[Date Prev][Date Next][Thread Prev][Thread Next][Date Index][Thread Index]
Re: [PATCH v3 52/70] i386/tdx: handle TDG.VP.VMCALL<GetQuote>
|
From: |
Daniel P . Berrangé |
|
Subject: |
Re: [PATCH v3 52/70] i386/tdx: handle TDG.VP.VMCALL<GetQuote> |
|
Date: |
Wed, 15 Nov 2023 17:51:19 +0000 |
|
User-agent: |
Mutt/2.2.10 (2023-03-25) |
On Wed, Nov 15, 2023 at 02:15:01AM -0500, Xiaoyao Li wrote:
> From: Isaku Yamahata <isaku.yamahata@intel.com>
>
> For GetQuote, delegate a request to Quote Generation Service.
> Add property "quote-generation-socket" to tdx-guest, whihc is a property
> of type SocketAddress to specify Quote Generation Service(QGS).
>
> On request, connect to the QGS, read request buffer from shared guest
> memory, send the request buffer to the server and store the response
> into shared guest memory and notify TD guest by interrupt.
>
> command line example:
> qemu-system-x86_64 \
> -object
> '{"qom-type":"tdx-guest","id":"tdx0","quote-generation-socket":{"type":
> "vsock", "cid":"2","port":"1234"}}' \
> -machine confidential-guest-support=tdx0
>
> Signed-off-by: Isaku Yamahata <isaku.yamahata@intel.com>
> Codeveloped-by: Chenyi Qiang <chenyi.qiang@intel.com>
> Signed-off-by: Chenyi Qiang <chenyi.qiang@intel.com>
> Signed-off-by: Xiaoyao Li <xiaoyao.li@intel.com>
> ---
> Changes in v3:
> - rename property "quote-generation-service" to "quote-generation-socket";
> - change the type of "quote-generation-socket" from str to
> SocketAddress;
> - squash next patch into this one;
> ---
> qapi/qom.json | 5 +-
> target/i386/kvm/tdx.c | 430 ++++++++++++++++++++++++++++++++++++++++++
> target/i386/kvm/tdx.h | 6 +
> 3 files changed, 440 insertions(+), 1 deletion(-)

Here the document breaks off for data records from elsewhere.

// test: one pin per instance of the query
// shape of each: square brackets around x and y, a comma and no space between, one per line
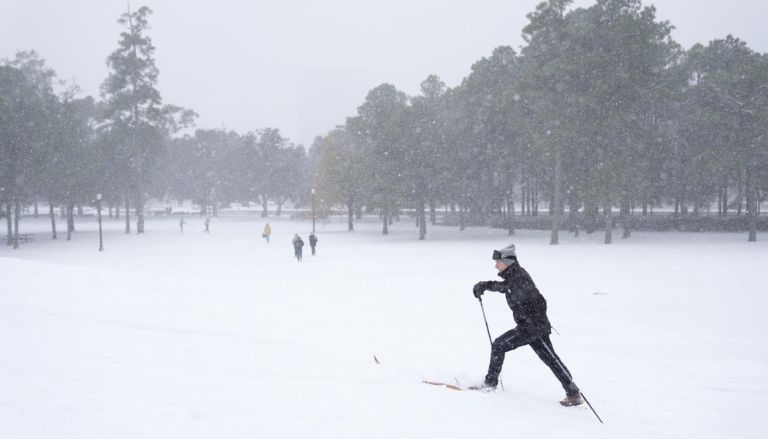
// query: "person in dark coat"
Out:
[313,242]
[298,245]
[529,309]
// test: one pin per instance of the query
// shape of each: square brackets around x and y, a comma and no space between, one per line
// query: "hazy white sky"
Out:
[303,66]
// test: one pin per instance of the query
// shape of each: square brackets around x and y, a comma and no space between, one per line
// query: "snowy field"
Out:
[171,335]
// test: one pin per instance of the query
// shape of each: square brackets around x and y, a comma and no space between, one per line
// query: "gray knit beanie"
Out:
[506,255]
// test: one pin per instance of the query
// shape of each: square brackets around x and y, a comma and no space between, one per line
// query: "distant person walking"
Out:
[313,242]
[298,246]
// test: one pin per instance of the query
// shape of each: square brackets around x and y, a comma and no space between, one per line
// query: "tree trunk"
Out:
[9,224]
[139,214]
[432,213]
[751,183]
[511,217]
[385,221]
[127,215]
[422,222]
[554,238]
[625,218]
[70,221]
[350,215]
[16,215]
[53,221]
[740,196]
[263,201]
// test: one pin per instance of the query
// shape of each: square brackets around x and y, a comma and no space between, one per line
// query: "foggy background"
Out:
[305,66]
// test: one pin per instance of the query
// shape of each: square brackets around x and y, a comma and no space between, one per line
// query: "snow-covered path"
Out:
[171,335]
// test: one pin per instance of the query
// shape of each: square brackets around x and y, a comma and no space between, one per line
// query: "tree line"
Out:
[61,150]
[601,113]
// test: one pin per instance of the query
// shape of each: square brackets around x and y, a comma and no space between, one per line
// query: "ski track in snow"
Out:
[223,335]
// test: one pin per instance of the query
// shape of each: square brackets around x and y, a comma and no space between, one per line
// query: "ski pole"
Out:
[486,320]
[490,339]
[565,371]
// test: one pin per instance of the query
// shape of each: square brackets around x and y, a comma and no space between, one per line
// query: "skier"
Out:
[298,244]
[313,242]
[529,309]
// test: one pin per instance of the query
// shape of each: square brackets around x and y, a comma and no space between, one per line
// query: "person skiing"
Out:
[313,242]
[298,245]
[529,309]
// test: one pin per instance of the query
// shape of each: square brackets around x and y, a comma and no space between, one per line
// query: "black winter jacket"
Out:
[529,308]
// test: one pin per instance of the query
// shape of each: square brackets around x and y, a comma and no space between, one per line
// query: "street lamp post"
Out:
[98,214]
[313,210]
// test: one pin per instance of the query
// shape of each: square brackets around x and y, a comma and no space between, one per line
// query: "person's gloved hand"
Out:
[478,289]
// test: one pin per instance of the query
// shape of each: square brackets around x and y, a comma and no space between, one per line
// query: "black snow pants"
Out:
[515,338]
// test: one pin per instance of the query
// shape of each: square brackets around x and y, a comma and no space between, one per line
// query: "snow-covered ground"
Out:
[171,335]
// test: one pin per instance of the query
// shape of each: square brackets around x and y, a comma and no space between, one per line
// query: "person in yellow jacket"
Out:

> @@ -969,6 +1001,7 @@ static void tdx_guest_class_init(ObjectClass *oc, void
> *data)
> {
> }
>
> +#define TDG_VP_VMCALL_GET_QUOTE 0x10002ULL
> #define TDG_VP_VMCALL_SETUP_EVENT_NOTIFY_INTERRUPT 0x10004ULL
>
> #define TDG_VP_VMCALL_SUCCESS 0x0000000000000000ULL
> @@ -977,6 +1010,400 @@ static void tdx_guest_class_init(ObjectClass *oc, void
> *data)
> #define TDG_VP_VMCALL_GPA_INUSE 0x8000000000000001ULL
> #define TDG_VP_VMCALL_ALIGN_ERROR 0x8000000000000002ULL
>
> +#define TDX_GET_QUOTE_STRUCTURE_VERSION 1ULL
> +
> +#define TDX_VP_GET_QUOTE_SUCCESS 0ULL
> +#define TDX_VP_GET_QUOTE_IN_FLIGHT (-1ULL)
> +#define TDX_VP_GET_QUOTE_ERROR 0x8000000000000000ULL
> +#define TDX_VP_GET_QUOTE_QGS_UNAVAILABLE 0x8000000000000001ULL
> +
> +/* Limit to avoid resource starvation. */
> +#define TDX_GET_QUOTE_MAX_BUF_LEN (128 * 1024)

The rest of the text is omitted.